During an interview with CNBC, Michael stated that it is irresponsible to rely on a single partner for the Pentagon’s AI requirements, following their experience with Anthropic.
“I think the Mythos issue that’s being dealt with government-wide, not just at Department War, is a separate national security moment where we have to make sure that our networks are hardened up, because that model has capabilities that are particular to finding cyber vulnerabilities and patching them,” Michael said.
He added that Anthropic remains a supply chain risk, and different departments of the government have been given six months or more to transition away from the AI startup’s models, citing the complexity of the process.
Nvidia and Microsoft shares were up nearly 1% in Friday’s pre-market trade, while Amazon and Alphabet’s Class A shares were down nearly 1%.
Michael stated that the Department of War is adopting open source AI models as an important new vector for the Pentagon.
“Chinese open source models have infiltrated a lot of different companies, and we want to have an American alternative to that,” he said.
He also said that the National Security Agency and the Department of Commerce are evaluating all frontier models, including Chinese ones, to understand the bleeding-edge capabilities of AI technology.
Michael added that, regarding protests by Google employees over the company’s Pentagon deal, fewer than 1% of Googlers have signed the letter.
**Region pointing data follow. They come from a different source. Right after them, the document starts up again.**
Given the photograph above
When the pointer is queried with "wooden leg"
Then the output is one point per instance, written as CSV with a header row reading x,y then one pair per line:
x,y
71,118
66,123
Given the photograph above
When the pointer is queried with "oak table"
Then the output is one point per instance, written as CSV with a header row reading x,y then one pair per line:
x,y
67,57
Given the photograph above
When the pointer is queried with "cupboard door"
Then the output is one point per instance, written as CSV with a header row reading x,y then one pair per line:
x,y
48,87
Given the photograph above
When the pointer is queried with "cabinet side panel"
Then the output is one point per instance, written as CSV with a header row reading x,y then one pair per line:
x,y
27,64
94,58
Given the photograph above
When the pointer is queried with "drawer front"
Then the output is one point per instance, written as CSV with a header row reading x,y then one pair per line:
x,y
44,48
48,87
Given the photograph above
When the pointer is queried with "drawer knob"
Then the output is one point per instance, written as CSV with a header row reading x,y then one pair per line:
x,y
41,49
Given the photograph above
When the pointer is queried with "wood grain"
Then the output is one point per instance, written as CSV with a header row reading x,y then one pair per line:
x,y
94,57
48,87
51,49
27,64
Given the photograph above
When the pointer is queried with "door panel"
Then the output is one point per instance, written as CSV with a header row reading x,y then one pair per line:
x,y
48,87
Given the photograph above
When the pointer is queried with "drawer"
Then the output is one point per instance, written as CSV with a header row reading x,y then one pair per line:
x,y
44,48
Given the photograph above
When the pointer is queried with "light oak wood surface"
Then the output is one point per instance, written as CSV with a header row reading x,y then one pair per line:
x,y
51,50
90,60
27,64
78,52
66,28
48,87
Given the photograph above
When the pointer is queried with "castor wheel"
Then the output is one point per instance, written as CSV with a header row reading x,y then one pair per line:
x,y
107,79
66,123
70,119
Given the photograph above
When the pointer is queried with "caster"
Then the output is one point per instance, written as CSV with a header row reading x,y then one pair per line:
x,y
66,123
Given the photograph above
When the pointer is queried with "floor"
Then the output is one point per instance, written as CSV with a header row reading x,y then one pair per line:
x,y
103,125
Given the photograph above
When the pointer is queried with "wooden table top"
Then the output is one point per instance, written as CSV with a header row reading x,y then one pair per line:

He praised Google leadership for standing its ground and striking a deal with the Pentagon.
The Department of War on Friday announced deals with a slew of companies, including Nvidia Corp. (NVDA), SpaceX, OpenAI, Microsoft Corp. (MSFT), Alphabet Inc.’s (GOOG, GOOGL) Google, Amazon.com Inc.’s (AMZN) AWS, and Reflection.
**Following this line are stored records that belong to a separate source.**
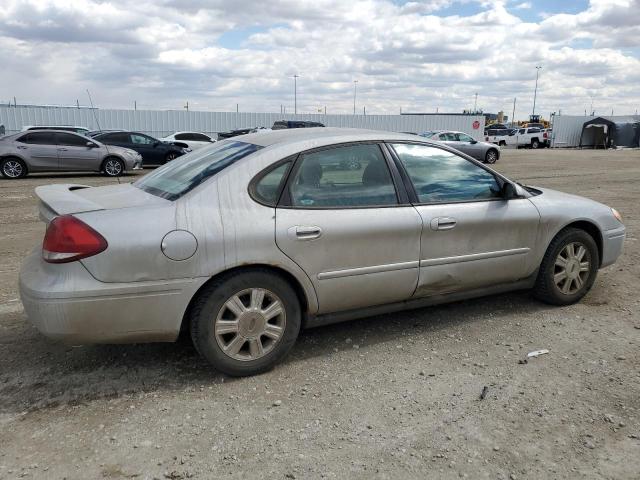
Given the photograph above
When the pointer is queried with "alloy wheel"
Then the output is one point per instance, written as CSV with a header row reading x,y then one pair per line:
x,y
12,169
250,324
572,268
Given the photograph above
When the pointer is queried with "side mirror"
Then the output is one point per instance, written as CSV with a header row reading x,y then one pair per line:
x,y
509,191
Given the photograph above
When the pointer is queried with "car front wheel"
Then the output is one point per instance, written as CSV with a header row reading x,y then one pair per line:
x,y
13,168
246,322
568,269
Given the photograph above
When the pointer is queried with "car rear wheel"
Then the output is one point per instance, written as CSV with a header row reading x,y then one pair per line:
x,y
569,268
13,168
245,323
491,156
113,167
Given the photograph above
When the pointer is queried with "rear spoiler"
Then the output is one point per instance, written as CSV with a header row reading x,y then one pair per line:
x,y
61,200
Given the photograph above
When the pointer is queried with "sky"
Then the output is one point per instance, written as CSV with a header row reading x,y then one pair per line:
x,y
409,56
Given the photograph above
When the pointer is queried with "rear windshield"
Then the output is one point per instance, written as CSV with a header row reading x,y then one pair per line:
x,y
183,174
“Access to a diverse suite of AI capabilities from across the resilient American technology stack will give warfighters the tools they need to act with confidence and safeguard the nation against any threat,” the Pentagon stated.
Michael added that the DoW will take each model from these companies for its strengths and use it for the use cases it is best suited for.
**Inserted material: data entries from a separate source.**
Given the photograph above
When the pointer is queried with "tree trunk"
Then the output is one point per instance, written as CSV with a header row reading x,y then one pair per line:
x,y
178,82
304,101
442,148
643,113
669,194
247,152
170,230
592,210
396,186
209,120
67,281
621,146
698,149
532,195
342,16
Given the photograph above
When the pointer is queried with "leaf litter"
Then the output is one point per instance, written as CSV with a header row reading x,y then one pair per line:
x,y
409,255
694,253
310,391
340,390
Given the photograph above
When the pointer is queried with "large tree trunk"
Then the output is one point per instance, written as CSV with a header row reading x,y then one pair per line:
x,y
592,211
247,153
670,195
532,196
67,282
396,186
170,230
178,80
“Each of these models is trained on somewhat different data. If you look at Google, they have email, YouTube, Nest cameras, and they have different sorts of capabilities. They may all converge over time, but we’re going to use them in the right ways,” Michael said.
He added that the department has already deployed xAI and OpenAI’s models and is benchmarking them against what they used previously.
Pentagon integrated Google’s latest Gemini 3.1 models onto its GenAI.mil platform earlier this week. It stated that more than 1.3 million personnel have used the platform so far, generating tens of millions of prompts and deploying hundreds of thousands of agents over five months.